Le Rommant de la Rose (Paris, Antoine Vérard, 1497, in-fol.)
Reliure de Pierre Rocolet. Armes peintes sur le premier feuillet
Photographies BnF

Nicolas et Guillaume Sanson. Tables de la Géographie ancienne et nouvelle
(Paris, Pierre Mariette, 1667, in-fol.)
Photographie Fabrice Teissèdre

Reliure siamoise au chiffre de Séguier et de sa femme
sur Psalmi, Proverbia (1629-1650, 2 parties en 1 vol. in-12)
Bibliothèque de Montpellier

Les imprimés furent dispersés : dans le catalogue, on trouve des livres curieux, dans tous les genres ; les titres sont décrits sommairement ; on indique partout la ville, la date, le format et le nombre de volumes ; classement par ordre de matières.


 
Photographie BnF

L’essentiel des manuscrits resta par héritage dans la famille jusqu’à l’arrière-petit-fils du chancelier, Henri-Charles du Cambout de Coislin (1665-1732), évêque de Metz de 1697 à 1732, qui confia le catalogage des manuscrits à Dom Bernard de Montfaucon (1655-1741) : Bibliotheca Coisliniana, olim Segueriana (Paris, Louis Guérin et Charles Robustel, 1715, in-fol., [1]-[1 bl.]-[22]-810 p., fig.).
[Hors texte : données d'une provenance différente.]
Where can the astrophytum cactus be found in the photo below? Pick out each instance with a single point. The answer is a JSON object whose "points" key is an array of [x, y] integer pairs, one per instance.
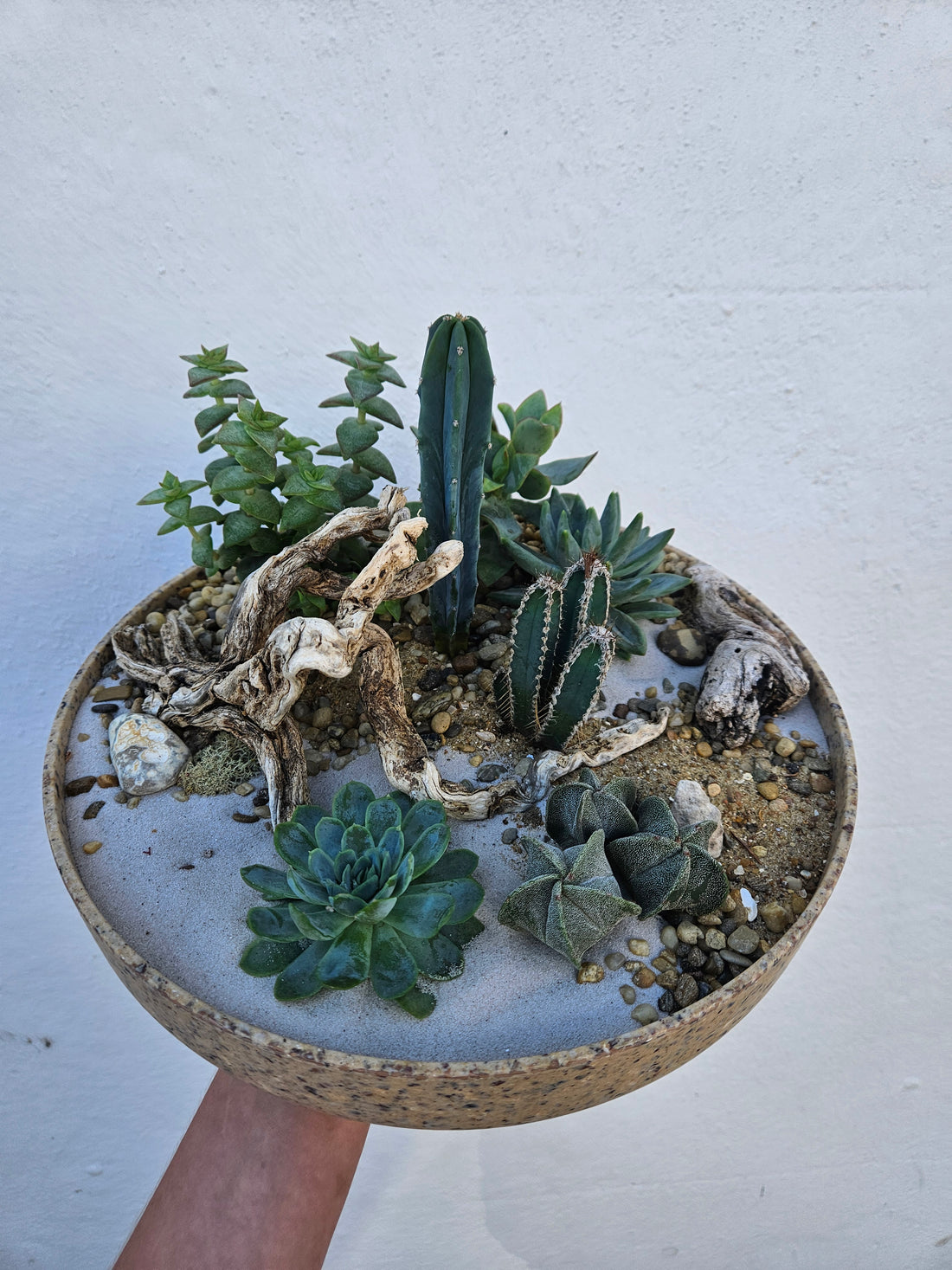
{"points": [[570, 899], [370, 893], [658, 865]]}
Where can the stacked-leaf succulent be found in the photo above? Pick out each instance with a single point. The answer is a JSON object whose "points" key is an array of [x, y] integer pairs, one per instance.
{"points": [[569, 527], [453, 432], [513, 471], [560, 654], [658, 865], [276, 502], [370, 892]]}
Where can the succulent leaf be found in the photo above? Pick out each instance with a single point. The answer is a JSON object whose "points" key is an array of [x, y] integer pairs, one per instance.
{"points": [[350, 907]]}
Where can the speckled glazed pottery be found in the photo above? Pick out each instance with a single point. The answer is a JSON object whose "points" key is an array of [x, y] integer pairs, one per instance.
{"points": [[429, 1095]]}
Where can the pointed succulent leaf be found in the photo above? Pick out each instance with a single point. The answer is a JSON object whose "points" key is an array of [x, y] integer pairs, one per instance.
{"points": [[301, 978], [271, 883]]}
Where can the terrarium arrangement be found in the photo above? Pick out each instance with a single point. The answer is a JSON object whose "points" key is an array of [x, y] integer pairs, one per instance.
{"points": [[495, 662]]}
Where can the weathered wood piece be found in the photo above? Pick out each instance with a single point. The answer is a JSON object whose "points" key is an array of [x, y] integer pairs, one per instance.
{"points": [[753, 671]]}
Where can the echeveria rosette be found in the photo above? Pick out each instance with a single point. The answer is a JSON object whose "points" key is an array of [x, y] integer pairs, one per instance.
{"points": [[370, 893], [658, 864], [570, 899]]}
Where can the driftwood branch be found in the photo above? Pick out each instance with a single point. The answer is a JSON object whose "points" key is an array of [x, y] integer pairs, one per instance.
{"points": [[266, 660], [754, 668]]}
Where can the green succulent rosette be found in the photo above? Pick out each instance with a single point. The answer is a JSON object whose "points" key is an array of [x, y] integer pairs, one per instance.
{"points": [[370, 892], [658, 865]]}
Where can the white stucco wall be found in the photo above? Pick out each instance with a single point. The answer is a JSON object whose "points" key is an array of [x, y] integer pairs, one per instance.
{"points": [[720, 235]]}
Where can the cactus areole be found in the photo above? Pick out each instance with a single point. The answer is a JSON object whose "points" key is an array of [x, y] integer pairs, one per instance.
{"points": [[453, 435]]}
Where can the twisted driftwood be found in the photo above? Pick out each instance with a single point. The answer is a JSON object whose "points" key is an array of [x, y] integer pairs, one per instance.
{"points": [[753, 671], [264, 661]]}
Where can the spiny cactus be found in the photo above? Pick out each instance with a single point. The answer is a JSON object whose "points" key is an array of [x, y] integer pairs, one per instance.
{"points": [[370, 892], [456, 412], [569, 527], [560, 654], [659, 865], [570, 899]]}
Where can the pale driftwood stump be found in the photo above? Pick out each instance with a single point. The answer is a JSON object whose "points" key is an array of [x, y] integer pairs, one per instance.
{"points": [[261, 668], [753, 671]]}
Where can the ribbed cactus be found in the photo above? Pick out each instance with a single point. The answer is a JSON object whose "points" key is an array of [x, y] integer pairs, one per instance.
{"points": [[560, 655], [456, 416]]}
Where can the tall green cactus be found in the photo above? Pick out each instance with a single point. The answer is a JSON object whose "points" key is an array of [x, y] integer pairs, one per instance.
{"points": [[456, 416], [562, 650]]}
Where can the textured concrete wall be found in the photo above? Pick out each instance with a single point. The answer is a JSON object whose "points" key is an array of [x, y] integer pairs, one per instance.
{"points": [[720, 234]]}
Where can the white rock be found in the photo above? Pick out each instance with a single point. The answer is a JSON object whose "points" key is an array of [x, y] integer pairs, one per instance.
{"points": [[692, 805], [146, 755]]}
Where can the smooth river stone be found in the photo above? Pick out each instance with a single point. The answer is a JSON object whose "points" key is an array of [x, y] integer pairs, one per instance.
{"points": [[146, 755]]}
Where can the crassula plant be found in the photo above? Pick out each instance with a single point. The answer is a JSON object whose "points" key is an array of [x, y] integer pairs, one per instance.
{"points": [[370, 892]]}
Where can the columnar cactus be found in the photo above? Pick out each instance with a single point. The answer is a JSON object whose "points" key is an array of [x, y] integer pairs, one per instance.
{"points": [[370, 892], [658, 865], [560, 655], [456, 414], [570, 899]]}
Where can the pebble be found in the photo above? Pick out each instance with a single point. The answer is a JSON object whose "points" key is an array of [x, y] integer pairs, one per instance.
{"points": [[688, 932], [685, 990], [744, 940], [775, 917], [685, 645], [645, 1015], [146, 755], [106, 693], [80, 785]]}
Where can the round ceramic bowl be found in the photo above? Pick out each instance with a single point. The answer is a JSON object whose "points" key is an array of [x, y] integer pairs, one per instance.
{"points": [[441, 1095]]}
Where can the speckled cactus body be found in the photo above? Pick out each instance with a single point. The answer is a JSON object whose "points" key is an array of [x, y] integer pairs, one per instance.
{"points": [[562, 650], [658, 865], [453, 435]]}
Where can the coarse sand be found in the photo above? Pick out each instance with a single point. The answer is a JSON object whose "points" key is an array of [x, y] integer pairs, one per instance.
{"points": [[166, 878]]}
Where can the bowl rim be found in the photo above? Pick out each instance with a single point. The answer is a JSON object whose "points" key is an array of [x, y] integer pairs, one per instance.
{"points": [[840, 747]]}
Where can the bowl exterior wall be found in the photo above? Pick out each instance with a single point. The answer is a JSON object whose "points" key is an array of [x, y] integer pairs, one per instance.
{"points": [[442, 1095]]}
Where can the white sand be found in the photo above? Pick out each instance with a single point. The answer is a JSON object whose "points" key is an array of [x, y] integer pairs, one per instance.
{"points": [[516, 998]]}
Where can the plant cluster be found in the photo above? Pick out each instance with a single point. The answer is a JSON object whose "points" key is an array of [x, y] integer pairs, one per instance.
{"points": [[370, 892], [562, 652], [267, 473], [569, 527], [612, 848]]}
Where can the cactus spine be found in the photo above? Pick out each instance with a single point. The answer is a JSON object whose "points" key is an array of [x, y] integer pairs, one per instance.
{"points": [[562, 650], [453, 433]]}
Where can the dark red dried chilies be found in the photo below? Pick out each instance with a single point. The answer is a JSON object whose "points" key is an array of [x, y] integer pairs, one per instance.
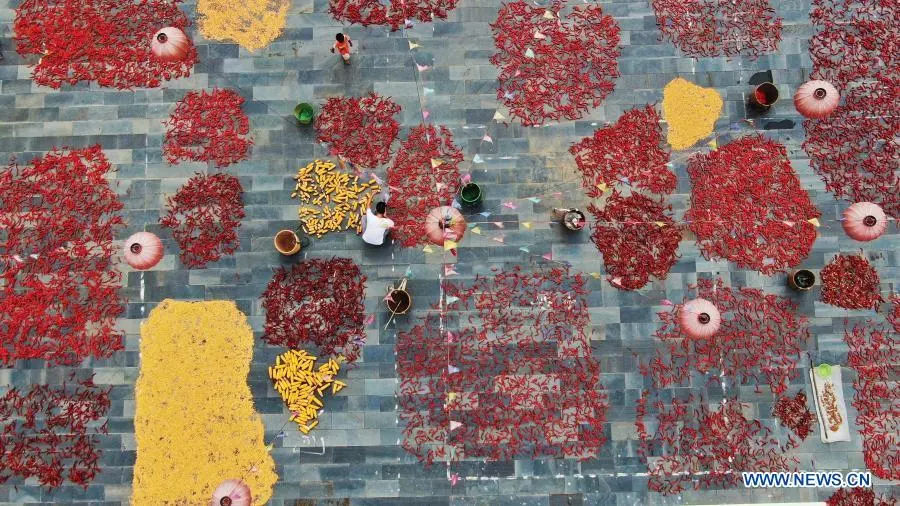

Par testament, en date du 1er mai 1731, L’évêque les légua à la bibliothèque de l’abbaye de Saint-Germain-des-Prés, qui en prit possession en 1735.



Après la suppression des couvents, la bibliothèque de Saint-Germain fut remise à la garde de Dom Germain Poirier (1724-1803), qui eut la douleur de la voir exposée à toute espèce de périls pendant plusieurs années. En 1791, des voleurs enlevèrent un nombre considérable de manuscrits pour un secrétaire de l’ambassade russe à Paris, Pierre Dubrowsky (1754-1816), qui revint en 1800 à Saint-Pétersbourg avec sa collection, qu’il céda au gouvernement contre émoluments et pensions ; il avait vendu quelques-uns de ces manuscrits, grecs principalement, à James Edwards (1756-1816), libraire de Londres, et à Christopher-Vilhelm Dreyer (1738-1810), diplomate danois à Paris, ce qui expliquerait la présence d’une centaine de volumes à la British Library.      

Le terrible incendie qui dévora la bibliothèque le 20 août 1794 détruisi tous les livres imprimés, mais épargna presque tous les manuscrits. Ces derniers furent transportés à la Bibliothèque nationale en décembre 1795 et en janvier et février 1796.